Her ilin "eski çarşıları, pazarları" ve o çarşı, pazarlarda da "kentin en eski esnafı, tüccarı" bulunur. Böyle yerler, şehrin "canlı arşivi" gibidir. Samsun'un "Buğday Pazarı" da öyle bir yer. Buğday Pazarı'na gittik, "Beşler Kollektif Şirketi"ne girdik. Burası "1937'den beri vergi veren" bir işyeri. Kurucusu Remzi Petek. Sonra "ikinci kuşak" işin başına geçmiş. İkinci kuşak "beş kardeş." Şirket "Beşler" adını oradan almış. Şimdi "üçüncü kuşak" işini yürütüyor: Ömer ve Mustafa Petek kardeşler.
***
- Ömer, işler nasıl?
- İyi diyelim, iyi olsun.
- Mustafa, fiyatlar nasıl?
- Geçen yıl pirinci, kilosu 1 milyon 200 bin liradan satıyorduk... Şimdi fiyat yine aynı... Fiyatlarda artış yok.
***
Duvarda Süleyman Demirel'in resmi asılı.
Aile 1946 demokratlarından. Hep Demokrat Parti'ye, Adalet Partisi'ne, DYP'ye oy vermişler.
- Ya ANAP'a?
- Hayır... ANAP'a hiç oy atmadık. Allah'ın bildiğini sizden saklamayalım... 2002'de Tayyip beye oy attık... Yerel seçimde yine AKP'ye verdik.

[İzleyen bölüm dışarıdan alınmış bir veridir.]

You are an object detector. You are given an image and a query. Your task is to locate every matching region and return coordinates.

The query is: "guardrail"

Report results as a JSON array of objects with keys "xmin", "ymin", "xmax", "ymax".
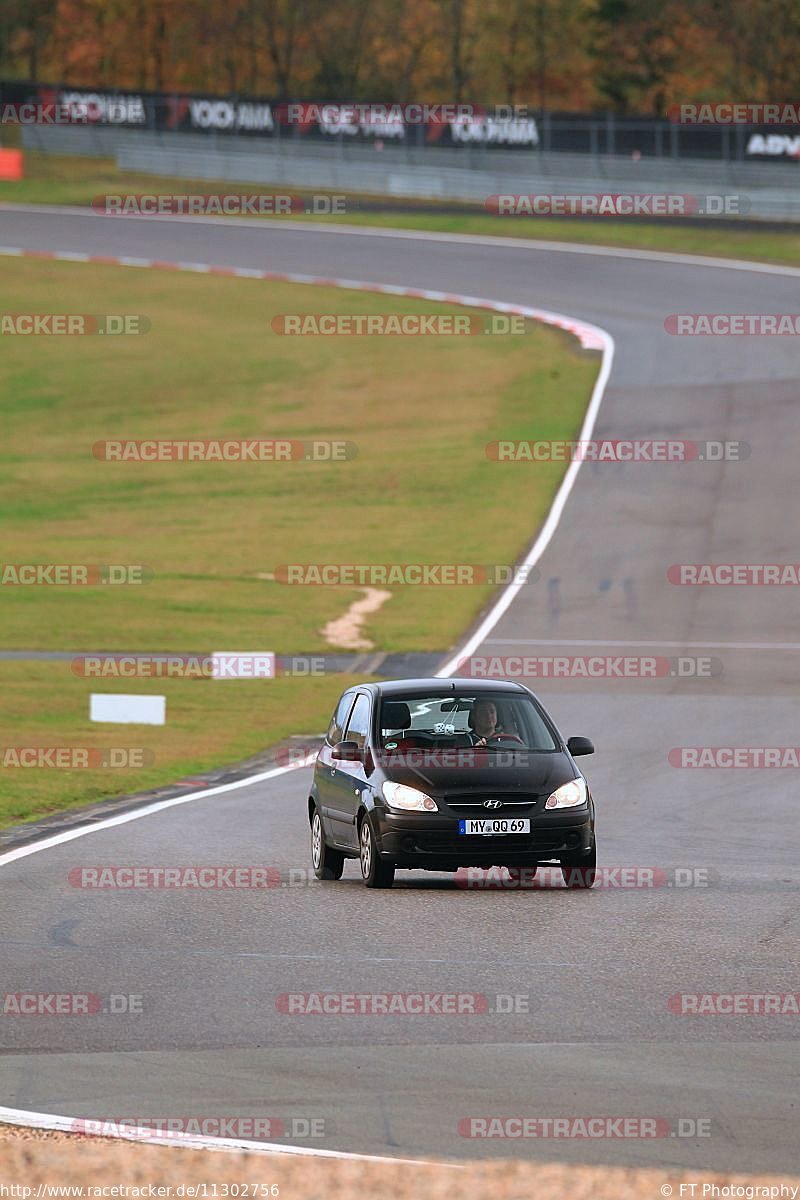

- Söyleyin bakalım, neden AKP?
- Giden hükümete, geçen dönemin meclisine çok kızmıştık da ondan. Krizden, çıkardıkları af kanunundan dolayı.
- Şimdiki hükümet nasıl?
- Bu hükümete tanınan tolerans gelmiş geçmiş hiçbir hükümete tanınmadı... Kıymetini bilsin, işsizliğe çare bulsunlar.
***
- Önümüzdeki pazar seçim olsa, ne yaparsınız?
- Bizim ne yapacağımız önemli değil... AKP yine iktidara gelir.
- Neden?
- AKP'nin karşısında yeşermiş, dal budak salmış birini göremiyoruz... Siz ona alternatif diyorsunuz... Alternatif yok ki.
***
Buğday Pazarı'nda esnafın bir eli yağda, bir eli balda değil. Ama esnaf "yandık, öldük, bittik" diye isyanlarda da değil. Beklenti "işlerin açılması... İşsizliğin önlenmesi."
***
Beşler Kollektif Şirketi'nden çıkarken, son soruyu sorduk:
- Maliye'ye, SSK'ya, Bağ-Kur'a borcunuz var mı?
- Allah'a can borcumuz dışında, kimseye borcumuz yok... Zaten Buğday Pazarı'nda devlete borcu olan esnaf bulunmaz... Bu vatanı seviyorsan askerlikten kaçmayacaksın, vergi kaçırmayacaksın.